Gedacht, getan! Eine Jolle wurde ausgesetzt, ich ging mit drei Matrosen hinein, ich selbst bediente die Stechstange – und wirklich, ganz leicht schusselte das Boot über die sonst so verderblichen Schlingpflanzen hinweg.
Der Unterschied zwischen einem Boote und einem Schiffe ist wohl jedem begreiflich, da brauche ich nicht erst fachmännisch zu werden.
Die Hauptsache ist die, daß beim Schiffe der vordere Teil des unteren Kiels immer etwas hervorragt, dadurch wird der Seetang gewissermaßen wie mit einer Gabel gefaßt und an sich schon etwas in die Höhe gehoben, dann kommt noch hinzu, daß das durch Wind oder Maschinenkraft getriebene Schiff sich immer etwas hebt und senkt, so dem Seetang noch besser Gelegenheit gebend, sich vorn aufhäufen zu können.
Dies alles fällt bei einem Boote weg, welches ja auch ganz anders gebaut ist. Natürlich ist es ganz ausgeschlossen, nun in Booten die Fucusbank befahren zu wollen. Solche Untiefen, wo man die Stange benutzen kann, sind doch nur Ausnahmen, und die Riemen kann man eben unmöglich benutzen, die hängen sofort voll Schlingpflanzen, und beim Segeln taucht auch ein Boot immer tief mit der Schnauze ins Wasser, hebt sich wieder, hätte also ebenfalls bald alles voll Seetang hängen.
Anders wäre es schon, ein großes Schiff vorn ganz flach zu bauen, mit einer schiefen Fläche, da könnte man vielleicht über die Schlingpflanzen hinwegschusseln, das schräge Brett kann ja auch von Zeit zu Zeit entfernt und von dem Seetang befreit werden.
Doch lassen wir jetzt solche Erwägungen. Wir konnten nur das benutzen, was uns zu Gebote stand.
Also mein Boot befand sich in voller Fahrt.
»Richard, nimm doch auch mich mit!« rief da Blodwen mir nach.
Gut, ich kehrte noch einmal um. Es war nur erst ein Versuch gewesen.
Blodwen stieg ein. Bis sie saß, waren einige Minuten vergangen, und da bemerkten wir, daß die Schlingpflanzen unterdessen ihre Arbeit getan hatten.
Die frischen Triebe hatten sich emporgereckt, hatten sich besonders bereits um die Rudergabeln gewickelt, aber auch sonst um alles, was sie nur erreichen konnten. Selbst den einen Matrosen, der ruhig gesessen, hatten sie bereits festgenommen, nämlich hinten an seinem im Gürtel steckenden Scheidemesser.
Allerdings konnte das kein dauerhafter Halt sein. Mit Leichtigkeit konnten wir die zarten Triebe noch losreißen, sonst half das Messer nach, wir waren wieder frei.
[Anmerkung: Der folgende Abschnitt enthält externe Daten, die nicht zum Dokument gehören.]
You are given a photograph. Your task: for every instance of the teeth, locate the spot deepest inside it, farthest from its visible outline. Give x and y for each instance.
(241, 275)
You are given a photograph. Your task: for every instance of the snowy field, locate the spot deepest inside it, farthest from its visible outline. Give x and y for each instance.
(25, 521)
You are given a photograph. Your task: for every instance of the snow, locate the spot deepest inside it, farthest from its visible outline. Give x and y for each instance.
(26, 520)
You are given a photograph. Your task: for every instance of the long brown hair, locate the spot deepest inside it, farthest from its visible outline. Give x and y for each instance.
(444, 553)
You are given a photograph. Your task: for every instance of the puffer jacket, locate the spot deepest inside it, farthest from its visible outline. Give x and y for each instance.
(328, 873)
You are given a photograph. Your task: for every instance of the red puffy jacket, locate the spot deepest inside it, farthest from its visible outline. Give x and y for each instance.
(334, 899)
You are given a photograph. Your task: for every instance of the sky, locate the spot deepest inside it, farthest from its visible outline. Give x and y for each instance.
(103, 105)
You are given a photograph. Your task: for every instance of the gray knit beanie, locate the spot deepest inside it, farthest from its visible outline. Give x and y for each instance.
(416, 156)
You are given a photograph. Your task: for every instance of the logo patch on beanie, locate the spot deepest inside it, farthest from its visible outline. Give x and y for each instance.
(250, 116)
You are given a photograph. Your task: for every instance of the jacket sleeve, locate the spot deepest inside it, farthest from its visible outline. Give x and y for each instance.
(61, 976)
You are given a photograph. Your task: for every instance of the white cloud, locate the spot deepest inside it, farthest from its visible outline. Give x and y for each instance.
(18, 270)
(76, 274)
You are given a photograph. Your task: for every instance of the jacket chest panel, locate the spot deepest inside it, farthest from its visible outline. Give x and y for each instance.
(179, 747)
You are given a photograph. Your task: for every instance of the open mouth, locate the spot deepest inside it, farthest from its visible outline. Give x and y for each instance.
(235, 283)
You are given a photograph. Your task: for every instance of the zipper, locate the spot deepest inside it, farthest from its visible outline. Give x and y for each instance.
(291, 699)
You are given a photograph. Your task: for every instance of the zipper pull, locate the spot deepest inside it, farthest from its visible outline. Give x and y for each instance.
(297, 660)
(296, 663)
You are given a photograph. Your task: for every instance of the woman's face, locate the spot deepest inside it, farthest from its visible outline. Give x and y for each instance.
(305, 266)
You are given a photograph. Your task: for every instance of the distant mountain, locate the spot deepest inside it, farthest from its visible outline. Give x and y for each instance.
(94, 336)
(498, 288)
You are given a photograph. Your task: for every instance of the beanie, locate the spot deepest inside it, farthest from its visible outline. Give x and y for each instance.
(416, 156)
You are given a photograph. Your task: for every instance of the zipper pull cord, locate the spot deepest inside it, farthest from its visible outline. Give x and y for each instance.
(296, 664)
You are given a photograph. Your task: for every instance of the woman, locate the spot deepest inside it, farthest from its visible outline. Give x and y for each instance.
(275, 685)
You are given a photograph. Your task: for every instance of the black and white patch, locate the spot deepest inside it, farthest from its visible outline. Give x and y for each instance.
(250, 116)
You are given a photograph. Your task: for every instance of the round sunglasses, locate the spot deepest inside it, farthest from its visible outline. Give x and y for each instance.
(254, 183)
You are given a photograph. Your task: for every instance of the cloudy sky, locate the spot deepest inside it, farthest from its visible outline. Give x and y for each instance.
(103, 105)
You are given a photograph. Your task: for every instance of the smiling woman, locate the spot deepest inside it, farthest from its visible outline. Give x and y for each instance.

Immerhin, wir hatten wiederum gesehen, was für ein Teufelszeug das war! Kaum drei Minuten hatten genügt, um das Boot und uns selbst zu umwickeln. Wahrhaftig, ein einziger Tag, eine einzige Nacht, die man regungslos auf dem Wasser liegend verbrachte, mußte genügen, um rettungslos eingewickelt zu werden – der grüne Tod hatte seine Arbeit getan.
Wir fuhren ab. Es ging vortrefflich. Das Boot mit seinem flachen Steven schusselte nur so über die Wiese dahin. Als ich aber einmal mit der Stange keinen Grund mehr fand, war es auch gleich vorbei. Ein einziger Schlag mit dem Riemen genügte, um ihn unbrauchbar zu machen, sofort war er haufenweise mit Seetang bedeckt, der sich auch gleich darauf festklammerte.
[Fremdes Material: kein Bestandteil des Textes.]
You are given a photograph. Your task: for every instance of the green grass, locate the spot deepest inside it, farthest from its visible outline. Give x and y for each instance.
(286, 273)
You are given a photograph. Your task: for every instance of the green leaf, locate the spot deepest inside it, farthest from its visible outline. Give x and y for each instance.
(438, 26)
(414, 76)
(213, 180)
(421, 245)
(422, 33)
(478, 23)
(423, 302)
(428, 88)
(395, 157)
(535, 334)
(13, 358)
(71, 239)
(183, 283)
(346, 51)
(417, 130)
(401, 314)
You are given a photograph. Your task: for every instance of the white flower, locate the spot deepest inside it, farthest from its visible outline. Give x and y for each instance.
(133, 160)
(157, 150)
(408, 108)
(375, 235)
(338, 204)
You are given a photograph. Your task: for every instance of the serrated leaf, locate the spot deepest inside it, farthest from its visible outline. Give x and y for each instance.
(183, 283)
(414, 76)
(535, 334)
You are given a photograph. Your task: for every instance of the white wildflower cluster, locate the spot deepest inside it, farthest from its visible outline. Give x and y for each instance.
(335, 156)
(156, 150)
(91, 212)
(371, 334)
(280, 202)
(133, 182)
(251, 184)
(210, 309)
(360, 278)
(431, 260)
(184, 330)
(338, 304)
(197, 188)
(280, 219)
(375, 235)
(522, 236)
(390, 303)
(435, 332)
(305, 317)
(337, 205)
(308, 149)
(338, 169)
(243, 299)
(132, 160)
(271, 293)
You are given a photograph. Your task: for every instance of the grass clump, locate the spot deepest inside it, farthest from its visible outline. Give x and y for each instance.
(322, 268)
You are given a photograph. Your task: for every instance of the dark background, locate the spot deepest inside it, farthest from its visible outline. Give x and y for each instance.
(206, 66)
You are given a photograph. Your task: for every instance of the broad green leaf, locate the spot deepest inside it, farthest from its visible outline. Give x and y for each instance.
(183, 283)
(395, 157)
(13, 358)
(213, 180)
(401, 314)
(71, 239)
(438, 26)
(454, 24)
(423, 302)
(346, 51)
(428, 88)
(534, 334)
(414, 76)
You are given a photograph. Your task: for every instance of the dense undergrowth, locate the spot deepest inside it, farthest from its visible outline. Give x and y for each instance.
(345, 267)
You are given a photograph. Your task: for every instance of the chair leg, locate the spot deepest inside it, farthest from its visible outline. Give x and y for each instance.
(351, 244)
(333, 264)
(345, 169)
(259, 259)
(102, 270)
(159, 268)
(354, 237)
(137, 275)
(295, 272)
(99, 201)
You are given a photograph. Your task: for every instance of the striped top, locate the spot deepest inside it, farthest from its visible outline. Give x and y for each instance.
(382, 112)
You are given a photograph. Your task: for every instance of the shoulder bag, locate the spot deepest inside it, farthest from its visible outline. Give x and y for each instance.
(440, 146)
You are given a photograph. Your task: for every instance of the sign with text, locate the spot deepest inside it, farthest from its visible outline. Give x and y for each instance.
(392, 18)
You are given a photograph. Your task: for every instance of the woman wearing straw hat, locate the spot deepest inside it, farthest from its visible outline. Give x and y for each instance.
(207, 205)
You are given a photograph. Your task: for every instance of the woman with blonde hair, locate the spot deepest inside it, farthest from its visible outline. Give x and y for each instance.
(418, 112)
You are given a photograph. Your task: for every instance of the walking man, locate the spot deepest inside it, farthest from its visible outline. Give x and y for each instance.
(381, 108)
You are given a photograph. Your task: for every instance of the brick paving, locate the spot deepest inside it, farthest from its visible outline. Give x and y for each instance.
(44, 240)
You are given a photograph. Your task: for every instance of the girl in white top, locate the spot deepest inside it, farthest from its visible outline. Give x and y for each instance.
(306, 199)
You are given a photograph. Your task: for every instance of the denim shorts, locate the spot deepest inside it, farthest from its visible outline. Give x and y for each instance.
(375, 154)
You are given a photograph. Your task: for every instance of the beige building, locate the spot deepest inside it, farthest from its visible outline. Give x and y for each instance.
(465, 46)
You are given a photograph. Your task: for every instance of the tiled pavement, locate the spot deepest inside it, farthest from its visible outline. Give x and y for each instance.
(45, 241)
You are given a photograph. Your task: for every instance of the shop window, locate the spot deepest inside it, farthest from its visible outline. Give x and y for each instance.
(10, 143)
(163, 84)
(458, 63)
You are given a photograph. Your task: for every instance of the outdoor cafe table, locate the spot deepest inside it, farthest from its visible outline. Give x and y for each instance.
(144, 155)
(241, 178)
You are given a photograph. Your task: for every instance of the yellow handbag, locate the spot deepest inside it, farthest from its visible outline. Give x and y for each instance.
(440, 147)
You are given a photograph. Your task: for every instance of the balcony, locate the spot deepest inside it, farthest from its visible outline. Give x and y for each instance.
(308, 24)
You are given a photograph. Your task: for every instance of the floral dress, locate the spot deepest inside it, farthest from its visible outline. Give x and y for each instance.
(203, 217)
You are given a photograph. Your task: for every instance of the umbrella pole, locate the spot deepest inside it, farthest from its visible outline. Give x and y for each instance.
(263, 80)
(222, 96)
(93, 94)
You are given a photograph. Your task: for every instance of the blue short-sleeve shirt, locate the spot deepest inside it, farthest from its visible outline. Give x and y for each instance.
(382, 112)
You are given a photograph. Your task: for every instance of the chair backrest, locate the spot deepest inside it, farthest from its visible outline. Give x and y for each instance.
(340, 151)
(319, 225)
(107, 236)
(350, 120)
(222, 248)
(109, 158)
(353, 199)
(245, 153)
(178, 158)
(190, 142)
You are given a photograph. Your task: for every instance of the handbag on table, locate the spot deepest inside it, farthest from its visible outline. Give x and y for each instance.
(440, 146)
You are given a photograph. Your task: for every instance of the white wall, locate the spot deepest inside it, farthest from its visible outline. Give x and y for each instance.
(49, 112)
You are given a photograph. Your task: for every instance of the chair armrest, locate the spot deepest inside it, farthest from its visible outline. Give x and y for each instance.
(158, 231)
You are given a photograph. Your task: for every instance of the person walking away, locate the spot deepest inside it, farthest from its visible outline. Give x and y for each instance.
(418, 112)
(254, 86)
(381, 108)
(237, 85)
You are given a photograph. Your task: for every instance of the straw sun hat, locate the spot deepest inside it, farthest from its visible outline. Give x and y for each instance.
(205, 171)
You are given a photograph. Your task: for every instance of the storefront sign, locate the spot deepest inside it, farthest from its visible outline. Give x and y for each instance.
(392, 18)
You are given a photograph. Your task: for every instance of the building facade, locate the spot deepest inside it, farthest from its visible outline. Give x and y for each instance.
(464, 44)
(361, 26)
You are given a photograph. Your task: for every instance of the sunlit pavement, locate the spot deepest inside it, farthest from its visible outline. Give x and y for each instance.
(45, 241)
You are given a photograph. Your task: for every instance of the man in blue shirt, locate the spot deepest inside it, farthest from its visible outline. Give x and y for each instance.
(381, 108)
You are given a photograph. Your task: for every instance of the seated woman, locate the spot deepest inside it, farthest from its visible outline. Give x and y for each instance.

Doch war das nur eine kleine Stelle gewesen. Das Boot befand sich noch etwas in Fahrt, als meine Stange schon wieder Grund fand, und dann lagen wir längsseit des grünen Berges.
Auch nicht das geringste von einer Schiffswand war mehr zu sehen. Ich stieß mit der Stange hinein und fand erst ganz hinten einen festen Widerstand.